Un jardín posible

Para Javier Valdés
In memoriam

Ni mi carne fue triste ni tampoco leí todos los libros…
OO
La obra poética de Olga Orozco se compone, en realidad, de un largo y extenso relato, que es también un poema al que apenas su muerte, acaecida el 15 de agosto de 1999, a consecuencia de una afección circulatoria, puso punto final. Leyendo Últimos poemas (Edición y prólogo de Ana Becciú, Bruguera, Poesía, Barcelona, 2009) no queda duda. Esos “últimos poemas” fueron escritos y archivados a manera de despedida. “Estos- afirma Ana Becciú, quien fuera gran amiga de la poeta- son sus últimos poemas. Estaban en el cuartito más retirado de su casa de la calle Arenales (en Buenos Aires), el que le servía de escritorio. Antes de ir al hospital en el invierno de 1999, para someterse a una intervención quirúrgica, los dejó a la vista encima de su mesa de trabajo. Dos carpetas caratuladas respectivamente “A” y “B”, y siete hojas, con poemas mecanografiados y rubricados a una cartulina en cuyo dorso, escrita de puño y letra, había una lista de doce títulos de poemas.”
Y continúa Becciú: “La carpeta “A” contenía todos los poemas de la lista en proceso de escritura, y la “B” los agrupaba mecanografiados y firmados por ella, como dándolos por terminados. En la hoja que abría la carpeta “A” había escrito, a modo de título, “Últimos poemas”. Al ver las carpetas, tan ordenadas, supe que se había marchado presintiendo que no regresaría….”

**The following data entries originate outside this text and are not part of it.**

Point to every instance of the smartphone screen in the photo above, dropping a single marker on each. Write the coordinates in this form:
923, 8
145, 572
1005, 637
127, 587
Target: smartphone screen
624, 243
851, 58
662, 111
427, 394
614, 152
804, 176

Corrección: Olga se marchó con la certeza de que no regresaría. Su estrecho vínculo con la muerte, a la que lejos de temerle le cantó los más tiernos arrullos, la volvía en extremo sensitiva a su proximidad; pudiera, incluso, que escuchaba sus pasos. En la escritura de Olga Orozco se entrelazan porvenir con pasado en forma tan perceptible, que nombrarla “nostálgica” resulta muy, muy pobre. Tanto su poesía como su narrativa –escueta pero no menos prodigiosa- corren paralelas en dos tiempos: el Para Siempre y el Nunca Jamás. Que su poesía es autobiográfica, dicen. Pero también mucho más que eso pues no solo detalla sucesos sino que los ubica en un tiempo disuelto donde la Olga escribiente corretea junto con la Olga de las pasiones en flor y la pequeña Olga, también nombrada “Lía” en sus relatos, una niñita “encapuchada de azul (…) sola con el azoramiento y el temor bajo los copos de nieve que se agitan junto al gran muñeco que durará hasta la primavera (…)” (“Había una vez”, Relámpagos de lo invisible, selección y prólogo de Horacio Zabaljáuregui, FCE, Buenos Aires, 1997, p. 200); “(…) la niña de la soledad, buscando entre la lluvia de las alamedas/ el secreto del tiempo y del relámpago(…)” (“Quienes rondan la niebla”, Desde lejos, 1946). Respecto a esta característica, escribiría Olga en “Apuntes para una autobiografía”: “En cuanto hablo de mí, se insinúa entre los cortinajes interiores un yo que no me gusta: es algo que se asemeja a un fruto leñoso, del tamaño y la contextura de una nuez. Trato de atraerlo hacia afuera por todos los medios, aun aspirándolo desde el porvenir. Y en cuanto mi yo se asoma, le aplico un golpe seco y preciso para evitar crecimientos invasores, pero también inútiles mutilaciones. Entonces ya puedo ser otra (…)” (Relámpagos de lo invisible, p. 303)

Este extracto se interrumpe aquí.